International Women’s Day

English PEN

Writers in Prison Committee

8 March 2007 – International Women’s Day


On the occasion of International Women’s Day on 8 March 2007, English Pen would like to take the opportunity to highlight several recent cases of brave women who have faced persecution, harassment, threat and imprisonment for peacefully exercising their right to freedom of expression. 

In Uzbekistan, journalist and human rights activist Umida Niyazova was imprisoned and is now awaiting her trial.. She was arrested on 22 January and charged with smuggling ‘subversive’ literature into Uzbekistan and illegally crossing the Uzbekistani border. There is little doubt that Niyazova is facing reprisals for her reporting on human rights abuses in Uzbekistan, especially the Andijan massacre of May 2005.  

A number of Turkish writers face increasing threats to their life in the aftermath of Hrant Dink’s murder. One of these is Perihan Mağden, who has been targeted for her journalistic opintions, such as her defense of the right to conscientious objection, as recognized by the United Nations. In April 2006, a warrant for her arrest was issued and Magden was charged with turning people against military service. She faced up to three years in prison.

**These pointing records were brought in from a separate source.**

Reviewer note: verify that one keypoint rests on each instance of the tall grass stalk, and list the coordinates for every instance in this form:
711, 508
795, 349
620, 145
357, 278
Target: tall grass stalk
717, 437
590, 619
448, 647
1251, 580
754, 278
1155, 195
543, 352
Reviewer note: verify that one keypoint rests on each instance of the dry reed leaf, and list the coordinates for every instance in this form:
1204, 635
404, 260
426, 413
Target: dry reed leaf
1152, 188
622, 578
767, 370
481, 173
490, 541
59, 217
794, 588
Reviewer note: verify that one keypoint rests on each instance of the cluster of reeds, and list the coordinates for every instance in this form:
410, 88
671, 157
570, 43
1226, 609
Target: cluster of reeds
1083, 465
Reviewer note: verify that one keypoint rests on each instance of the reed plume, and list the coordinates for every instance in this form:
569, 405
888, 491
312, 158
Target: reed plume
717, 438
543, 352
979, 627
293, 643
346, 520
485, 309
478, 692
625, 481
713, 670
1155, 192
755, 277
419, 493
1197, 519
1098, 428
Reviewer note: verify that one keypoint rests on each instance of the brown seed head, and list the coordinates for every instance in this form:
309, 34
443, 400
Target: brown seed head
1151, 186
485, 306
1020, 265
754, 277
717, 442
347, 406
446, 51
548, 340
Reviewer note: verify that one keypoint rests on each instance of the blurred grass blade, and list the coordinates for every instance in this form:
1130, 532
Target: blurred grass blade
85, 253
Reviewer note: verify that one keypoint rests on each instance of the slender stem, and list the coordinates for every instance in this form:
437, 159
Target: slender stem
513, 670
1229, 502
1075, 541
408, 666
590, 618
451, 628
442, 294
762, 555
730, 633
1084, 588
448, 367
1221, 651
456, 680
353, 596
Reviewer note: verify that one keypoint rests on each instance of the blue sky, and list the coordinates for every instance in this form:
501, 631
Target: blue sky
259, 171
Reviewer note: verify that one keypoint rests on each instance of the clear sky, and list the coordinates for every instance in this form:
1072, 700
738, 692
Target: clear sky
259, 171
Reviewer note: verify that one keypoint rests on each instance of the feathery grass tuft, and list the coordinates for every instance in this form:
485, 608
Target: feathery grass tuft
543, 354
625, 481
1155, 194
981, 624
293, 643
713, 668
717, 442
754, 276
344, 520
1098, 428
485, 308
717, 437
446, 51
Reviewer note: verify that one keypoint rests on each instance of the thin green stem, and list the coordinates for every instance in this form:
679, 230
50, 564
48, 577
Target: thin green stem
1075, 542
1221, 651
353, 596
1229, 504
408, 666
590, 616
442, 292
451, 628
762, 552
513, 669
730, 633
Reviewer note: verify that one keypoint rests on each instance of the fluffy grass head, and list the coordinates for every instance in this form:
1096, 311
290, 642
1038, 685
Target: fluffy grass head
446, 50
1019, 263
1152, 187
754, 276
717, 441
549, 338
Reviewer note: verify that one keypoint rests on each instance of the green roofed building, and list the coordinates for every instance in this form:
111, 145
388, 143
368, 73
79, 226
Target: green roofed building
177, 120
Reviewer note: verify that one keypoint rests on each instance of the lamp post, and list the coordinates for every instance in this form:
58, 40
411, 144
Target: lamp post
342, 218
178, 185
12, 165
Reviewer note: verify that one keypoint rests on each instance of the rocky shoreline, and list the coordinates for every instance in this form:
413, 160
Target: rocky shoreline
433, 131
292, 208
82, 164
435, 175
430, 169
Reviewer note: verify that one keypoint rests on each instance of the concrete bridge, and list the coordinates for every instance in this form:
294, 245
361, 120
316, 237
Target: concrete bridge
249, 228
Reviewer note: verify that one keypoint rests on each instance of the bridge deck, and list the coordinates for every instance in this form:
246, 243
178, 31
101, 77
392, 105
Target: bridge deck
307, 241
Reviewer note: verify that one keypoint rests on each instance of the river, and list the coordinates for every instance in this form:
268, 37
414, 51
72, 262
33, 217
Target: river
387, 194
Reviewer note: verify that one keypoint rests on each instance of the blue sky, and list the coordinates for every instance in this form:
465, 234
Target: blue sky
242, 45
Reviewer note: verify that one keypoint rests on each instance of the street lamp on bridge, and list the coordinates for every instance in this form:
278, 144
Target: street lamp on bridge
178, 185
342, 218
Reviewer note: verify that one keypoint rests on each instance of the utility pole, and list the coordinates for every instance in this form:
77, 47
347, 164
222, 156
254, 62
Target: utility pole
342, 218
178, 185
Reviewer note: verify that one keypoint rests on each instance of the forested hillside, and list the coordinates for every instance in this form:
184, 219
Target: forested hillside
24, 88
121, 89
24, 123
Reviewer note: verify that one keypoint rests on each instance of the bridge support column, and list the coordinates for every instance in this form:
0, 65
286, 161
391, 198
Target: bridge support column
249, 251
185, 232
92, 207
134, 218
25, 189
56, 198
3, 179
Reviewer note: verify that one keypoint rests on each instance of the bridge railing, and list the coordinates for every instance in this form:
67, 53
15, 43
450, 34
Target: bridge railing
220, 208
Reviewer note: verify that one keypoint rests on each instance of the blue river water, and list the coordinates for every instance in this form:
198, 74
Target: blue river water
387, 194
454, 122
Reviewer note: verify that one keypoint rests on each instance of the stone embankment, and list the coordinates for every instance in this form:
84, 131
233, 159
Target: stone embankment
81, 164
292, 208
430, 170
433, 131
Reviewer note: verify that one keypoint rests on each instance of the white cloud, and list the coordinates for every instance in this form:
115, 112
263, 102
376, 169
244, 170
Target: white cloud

On 27 July 2006, Magden was tried and acquitted, but continues to be threatened because of her work.  

Ethiopian journalist Serkalem Fasil has been detained since November 2005, one of 20 journalists who were arrested after the publication of articles critical of the parliamentary elections in 2005. Held in the Katili prison, Fasil was forced to give birth to her premature son in a prison hospital, where he failed to receive proper care. There are some serious concerns over the conditions under which Fasil is detained.

In Vietnam, author and essayist Tran Khai Thanh Thuy has faced constant harassment and been  repeatedly arrested for posting certain articles and essays on the Internet. As the editor of the dissident magazine To Quoc (Fatherland), she has had to face a “People’s Court” in Hanoi where people gathered to ridicule and humiliate her, with the police failing to provide protection. She now lives under house arrest and is banned from publishing on the Internet.

Tunisian Naziha Rjiba suffers relentless harassment because of her writings on the internet and the opinions she expresses on satellite TV. Rjiba is the editor of the Arabic language section of the on-line magazine Kalima, a human rights activist and the vice president of the Observatory for the Freedom of Press, Publishing and Creation in Tunisia. Rjiba has been under surveillance and experienced physical, verbal and sexual abuse by Tunisian security forces, as they try to restrict her movements and activities.